Mit gesenktem Haupt sitzt der Angeklagte (Mitte) im Gerichtssaal in Freiburg. Foto: Stefanie Salzer-Deckert

In Freiburg hat am Dienstag der Prozess gegen einen jungen Algerier begonnen. Er soll im Juli 2024 einen Zahnarzt in dessen Haus getötet haben – aus Habgier. Dem 22-Jährigen droht eine lange Haftstrafe.

Zu dem brutalen Messermord, den Staatsanwältin Sabrina Haberstroh ihm vorwirft, will sich 22-jährige Angeklagte eigentlich nicht äußern. Dann sagt er aber doch einen Satz: Er habe eigentlich gehofft, dass er „solche Sachen nicht machen“ würde, so der Armutsflüchtling aus Algerien, der Mitte Juli 2024 im Stadtteil Wiehre in Freiburg einen 77 Jahre alten Freiburger Zahnarzt mit mindestens 17 Messerstichen ermordet haben soll. Habgier, Ermöglichung einer Straftat und Heimtücke wirft die Anklage ihm als Mordmerkmale vor. Dazu noch Raub mit Todesfolge. Im Falle eines Schuldspruchs dürfte eine besondere Schwere der Schuld im Raum stehen.

 

Laut Anklage brach der 22-Jährige gegen 7 Uhr durch ein Toilettenfenster in das Haus seines Opfers ein, das er mit einer Axt eingeschlagen hatte. Sein Ziel: Wertsachen klauen. Im Erdgeschoss des Hauses des Freiburger Zahnarztes wurde der Räuber aber nicht fündig. Also schnappte er sich ein besonders scharfes Küchenmesser mit über 20 Zentimeter langer Klinge und begab sich ins Obergeschoss, wo der Fernseher laut lief und der Angeklagte sich seinem unbedarften Opfer nähern konnte. Der schmächtige junge Mann stach mit so brachialer Gewalt zu, dass die Spitze der Messerklinge abbrach und in seinem Opfer stecken blieb. Der Zahnarzt verblutete, nachdem er tödlich im Bereich der Lunge, am Hals und am Herzen getroffen worden war.

Mann in Teppich eingerollt

Anschließend, so die Anklage, wickelte sein Mörder ihn in einen Teppich und versteckte die Leiche unterm Bett, duschte in aller Ruhe, beseitigte einige Spuren und nahm Schmuck, Bankkarten, Silbermünzen und elektronische Geräte aus dem Besitz des Ermordeten an sich.
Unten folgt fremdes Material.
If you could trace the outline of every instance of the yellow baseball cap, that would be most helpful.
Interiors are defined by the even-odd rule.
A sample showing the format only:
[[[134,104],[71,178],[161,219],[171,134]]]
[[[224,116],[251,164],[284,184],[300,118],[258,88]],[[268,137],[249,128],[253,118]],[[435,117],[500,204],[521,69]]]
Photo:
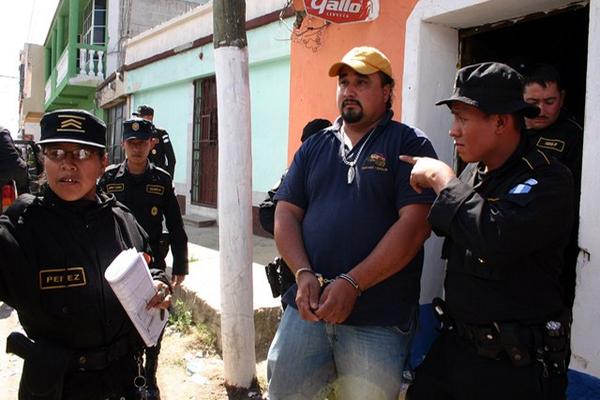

Gefasst wurde der Mann später in der Schweiz, wo ein Einreiseverbot gegen ihn bestand und wo er erfolglos Asyl beantragte. Dabei fiel auf, dass er mit internationalem Haftbefehl gesucht wurde.

Kinder des Mordopfers treten als Nebenkläger auf

Zu Beginn des Mordprozesses, in dem die erwachsenen Kinder des Opfers als Nebenkläger auftreten, berichtete der Angeklagte mit gesenktem Haupt aus seinem Leben. Schenkt man seinem Bericht Glauben, so entsteht das Bild eines jungen Mannes ohne Perspektive im Leben und ohne Erfolg. Mit 13 will der Angeklagte von der Schule gegangen sein. Danach habe er viel auf der Straße gelebt, Alkohol und Drogen konsumiert und sich mit kleineren Jobs über Wasser gehalten. Bevor er aus Algerien mit einem Boot übers Mittelmeer flüchtete, saß er 18 Monate in U-Haft. Unschuldig, wie er betont. Als fünftes von sechs Kindern sei er in ärmlichen Verhältnissen aufgewachsen, sein Vater sei gewalttätig gewesen. Immer wieder habe er sich selbst verletzt und versucht, sich das Leben zu nehmen. Im Dezember 2023 sei er mit dem Boot nach Europa gekommen, wo er eine Odyssee durch Spanien, Frankreich, die Schweiz und Deutschland erlebt habe.

„Ich habe alles gehasst“ und „mein Leben wurde immer schlimmer“ sind Sätze, die der Angeklagte häufig verwendet. Seit seiner Festnahme sitzt er in Freiburg in U-Haft. Das Urteil soll Mitte Februar fallen.